LG: It’s to serve the LGBT community here in many different areas. We have a lot of youth coming to the center, we have a lot of activities for them. If they’re not feeling safe in the schools, then it’s an alternative safe place for them. They can be counseled. They can bring their parents. We have movie night. We have a lot of different activities. We have a crafts night. We have 12-step meetings. We have HIV testing. We just have myriad events taking place for the community, and we’re growing; we’re outgrowing our facility.
What is Spectrum’s agenda?
JD: We came into existence four and a half years ago to meet some of the needs in the community that weren’t being met yet. One of our main goals is to support the community with social events, to help people develop social networks. I think networks of family and friends make each of us individually stronger and also make the community stronger. We try to do educational things as well, educate our members about various issues, and also educate the public. So our mission, to condense it, is social, political, educational and cultural, hence the name SPECtrum.
How do you educate people?
LG: You have to be vigilant. You have to attend a lot of these functions, you have to talk to a lot of people, you have to get out there. It takes a lot of time … and you have to get people to register to vote. That’s the bottom line. It’s a key element to all this. Once you tie that in, that’s your sword.

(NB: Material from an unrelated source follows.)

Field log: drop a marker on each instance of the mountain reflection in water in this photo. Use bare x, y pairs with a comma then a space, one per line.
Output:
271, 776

What big challenges are left to face, locally and nationally?
JD: Well, that’s a big question. Our top priority is to defeat George Bush in 2004. There are still a lot of challenges nationally. I think we have to be concerned about this backlash that’s already started. Senator Frist [Republican Senate Majority Leader from Tennessee] seems to have decided he’s going to lead the way. There’s this almost irrational fear that if somewhere down the line we’re allowed to marry, that it’s somehow going to bring the country crashing down or it’s going to end the family as God intended it. Another national priority for us is to try to have a positive impact on the Bush administration’s choice of judges so he doesn’t stack the courts with arch-conservative judges.
What freedoms still need to be granted?
LG: Marriage isn’t the first one, but it’s definitely on the list. There are lots of legal freedoms. When [LGBT people] create a partnership, we have to figure out how the legal system works, for legal protection, protection of our partnership, our finances, our children. You kind of have to go around the system, instead of fitting into it, like married couples can. We end up spending more time, more money, more effort.
LG: The new legislation is a wonderful thing, but some people take that freedom for granted. The hospital visitation bill is a freedom. We’re just trying to get the equal freedoms that other people take for granted. It gets me that [people] call it an agenda. There’s no agenda. It’s just people fighting for freedom.